Trema micranthum (sometimes Trema micrantha), the Jamaican nettletree or capulin, is a plant species native to warmer parts of the Western Hemisphere. It has been reported from Mexico, Central America, tropical South America, the Virgin Islands, Jamaica, Cuba, Hispaniola, Puerto Rico, and southern Florida.

==Description==
Trema micranthrum is a shrub or small pioneer tree up to 10 m tall or more. Leaves are egg-shaped, up to 9 cm long, green on top but covered with white, woolly pubescence underneath. Flowers are greenish-white.

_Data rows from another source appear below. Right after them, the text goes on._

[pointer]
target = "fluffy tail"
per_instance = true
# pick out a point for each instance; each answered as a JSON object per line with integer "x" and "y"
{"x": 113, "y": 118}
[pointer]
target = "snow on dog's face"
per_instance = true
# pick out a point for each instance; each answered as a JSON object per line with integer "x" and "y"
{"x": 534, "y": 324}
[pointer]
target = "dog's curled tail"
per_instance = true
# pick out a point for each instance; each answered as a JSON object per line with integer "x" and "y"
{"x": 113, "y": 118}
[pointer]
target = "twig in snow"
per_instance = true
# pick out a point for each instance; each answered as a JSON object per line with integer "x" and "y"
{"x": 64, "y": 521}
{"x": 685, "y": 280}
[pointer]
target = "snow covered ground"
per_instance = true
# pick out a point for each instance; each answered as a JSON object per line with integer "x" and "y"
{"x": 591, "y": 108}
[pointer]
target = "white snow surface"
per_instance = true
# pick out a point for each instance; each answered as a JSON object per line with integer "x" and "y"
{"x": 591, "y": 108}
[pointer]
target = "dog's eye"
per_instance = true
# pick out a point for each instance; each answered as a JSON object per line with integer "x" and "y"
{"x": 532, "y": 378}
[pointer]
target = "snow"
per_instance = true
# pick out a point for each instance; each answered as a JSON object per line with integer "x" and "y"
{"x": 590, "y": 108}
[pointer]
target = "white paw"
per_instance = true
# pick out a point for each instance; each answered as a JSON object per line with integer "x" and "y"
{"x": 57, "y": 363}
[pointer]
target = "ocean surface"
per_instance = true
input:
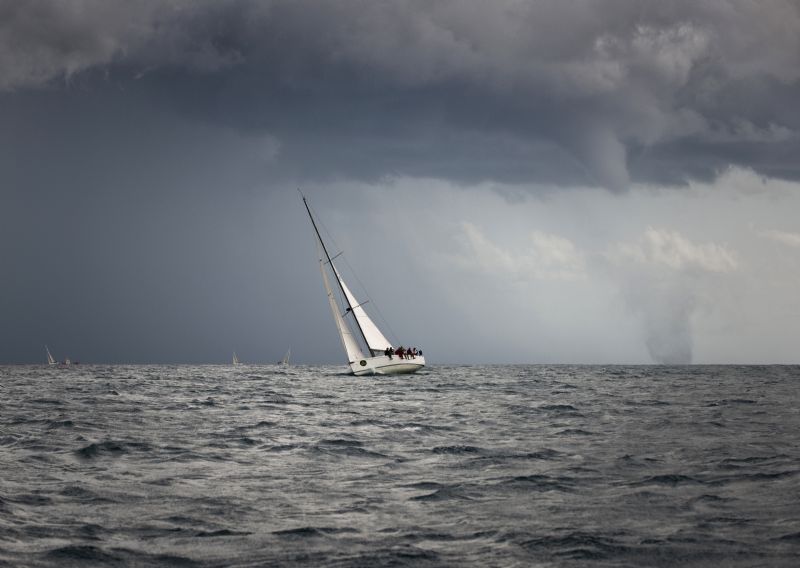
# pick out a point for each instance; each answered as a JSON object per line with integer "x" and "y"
{"x": 456, "y": 466}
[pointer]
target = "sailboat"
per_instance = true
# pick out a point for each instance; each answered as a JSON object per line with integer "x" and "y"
{"x": 50, "y": 359}
{"x": 368, "y": 350}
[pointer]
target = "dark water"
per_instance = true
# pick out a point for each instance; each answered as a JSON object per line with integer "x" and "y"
{"x": 480, "y": 466}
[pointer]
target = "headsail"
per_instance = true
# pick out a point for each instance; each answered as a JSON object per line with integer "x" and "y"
{"x": 349, "y": 342}
{"x": 50, "y": 359}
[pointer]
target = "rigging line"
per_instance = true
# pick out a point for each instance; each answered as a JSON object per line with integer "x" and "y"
{"x": 330, "y": 261}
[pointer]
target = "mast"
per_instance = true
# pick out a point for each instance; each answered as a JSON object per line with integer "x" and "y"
{"x": 336, "y": 274}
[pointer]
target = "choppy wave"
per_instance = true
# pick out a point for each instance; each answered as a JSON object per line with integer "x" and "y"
{"x": 457, "y": 466}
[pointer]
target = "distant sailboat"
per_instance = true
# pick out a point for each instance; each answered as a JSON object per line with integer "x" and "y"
{"x": 50, "y": 359}
{"x": 368, "y": 350}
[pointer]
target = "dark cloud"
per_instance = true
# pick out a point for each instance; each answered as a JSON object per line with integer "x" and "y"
{"x": 597, "y": 93}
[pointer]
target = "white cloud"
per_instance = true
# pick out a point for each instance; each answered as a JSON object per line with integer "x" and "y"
{"x": 673, "y": 250}
{"x": 784, "y": 237}
{"x": 544, "y": 257}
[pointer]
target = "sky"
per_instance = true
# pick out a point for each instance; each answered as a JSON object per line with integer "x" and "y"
{"x": 593, "y": 181}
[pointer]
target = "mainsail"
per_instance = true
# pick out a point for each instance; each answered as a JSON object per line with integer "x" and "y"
{"x": 376, "y": 341}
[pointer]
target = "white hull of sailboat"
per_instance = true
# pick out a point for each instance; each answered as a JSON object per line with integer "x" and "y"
{"x": 383, "y": 365}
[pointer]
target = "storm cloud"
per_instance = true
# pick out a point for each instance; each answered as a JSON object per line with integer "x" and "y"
{"x": 591, "y": 92}
{"x": 550, "y": 181}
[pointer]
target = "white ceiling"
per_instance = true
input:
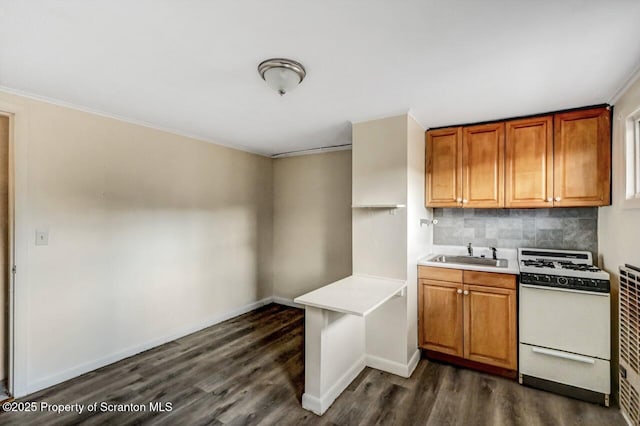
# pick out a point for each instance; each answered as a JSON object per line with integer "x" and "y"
{"x": 190, "y": 66}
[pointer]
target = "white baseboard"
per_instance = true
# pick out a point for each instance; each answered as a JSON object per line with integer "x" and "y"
{"x": 393, "y": 367}
{"x": 76, "y": 371}
{"x": 318, "y": 405}
{"x": 286, "y": 301}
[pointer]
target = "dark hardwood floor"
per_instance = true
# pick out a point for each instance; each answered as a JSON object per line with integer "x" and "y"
{"x": 250, "y": 370}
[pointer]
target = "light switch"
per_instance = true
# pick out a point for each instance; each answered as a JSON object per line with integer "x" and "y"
{"x": 42, "y": 238}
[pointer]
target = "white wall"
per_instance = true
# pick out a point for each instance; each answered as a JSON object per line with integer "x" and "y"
{"x": 419, "y": 238}
{"x": 380, "y": 236}
{"x": 618, "y": 226}
{"x": 150, "y": 235}
{"x": 312, "y": 222}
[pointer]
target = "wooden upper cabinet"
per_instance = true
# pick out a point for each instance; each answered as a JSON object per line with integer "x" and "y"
{"x": 440, "y": 317}
{"x": 490, "y": 326}
{"x": 444, "y": 163}
{"x": 582, "y": 158}
{"x": 529, "y": 162}
{"x": 483, "y": 166}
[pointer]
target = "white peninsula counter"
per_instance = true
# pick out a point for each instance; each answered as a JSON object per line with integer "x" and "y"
{"x": 335, "y": 349}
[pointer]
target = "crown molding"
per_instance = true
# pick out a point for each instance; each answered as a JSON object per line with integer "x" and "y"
{"x": 311, "y": 151}
{"x": 628, "y": 82}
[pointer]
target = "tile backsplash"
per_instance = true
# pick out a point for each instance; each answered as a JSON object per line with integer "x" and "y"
{"x": 560, "y": 228}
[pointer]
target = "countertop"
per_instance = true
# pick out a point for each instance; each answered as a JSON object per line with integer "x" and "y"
{"x": 356, "y": 294}
{"x": 510, "y": 254}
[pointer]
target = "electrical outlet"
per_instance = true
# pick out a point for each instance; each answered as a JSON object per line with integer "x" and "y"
{"x": 42, "y": 238}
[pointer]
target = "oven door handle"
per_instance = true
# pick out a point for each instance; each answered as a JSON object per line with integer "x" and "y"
{"x": 539, "y": 287}
{"x": 565, "y": 355}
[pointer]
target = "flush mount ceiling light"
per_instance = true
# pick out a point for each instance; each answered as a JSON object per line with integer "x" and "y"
{"x": 282, "y": 75}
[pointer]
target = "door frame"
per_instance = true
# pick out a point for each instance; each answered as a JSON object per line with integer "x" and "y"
{"x": 17, "y": 383}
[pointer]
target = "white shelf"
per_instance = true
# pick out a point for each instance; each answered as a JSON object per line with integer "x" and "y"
{"x": 378, "y": 206}
{"x": 357, "y": 295}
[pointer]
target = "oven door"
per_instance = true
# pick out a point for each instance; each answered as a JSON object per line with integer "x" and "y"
{"x": 568, "y": 320}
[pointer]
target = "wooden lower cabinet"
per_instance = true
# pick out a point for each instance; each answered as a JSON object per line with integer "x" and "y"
{"x": 490, "y": 326}
{"x": 441, "y": 325}
{"x": 471, "y": 319}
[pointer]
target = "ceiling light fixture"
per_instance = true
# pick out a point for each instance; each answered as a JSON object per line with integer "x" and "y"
{"x": 282, "y": 75}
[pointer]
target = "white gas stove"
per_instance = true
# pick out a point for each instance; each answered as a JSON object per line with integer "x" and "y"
{"x": 569, "y": 269}
{"x": 564, "y": 320}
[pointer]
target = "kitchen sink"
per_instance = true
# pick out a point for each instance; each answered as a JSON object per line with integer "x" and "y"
{"x": 469, "y": 260}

Fruits are yellow to bright reddish-range, up to 4 mm in diameter.
 It is noted for its fast growth rate; as much as 14 m in two years has been recorded.

==Uses==
Following the recent local extirpation of slow-growing xalama in San Pablito, Mexico due to unsustainable harvesting driven by tourism, the Otomi people now use T. micranthum bark strips as a raw material for making handmade amate paper.

==Phytochemicals==
Claims have been made that T. micranthum may contain cannabidiol, a non-psychoactive but medicinally useful component known from Cannabis. However, as with similar claims previously made about the related plant Trema orientale, such claims have not yet been independently replicated by other researchers and are not yet widely accepted by the scientific community. Also, a more recent publication did not provide conclusive evidence, e.g. in the form of fragmentation spectra or the analysis of isolated compounds by NMR.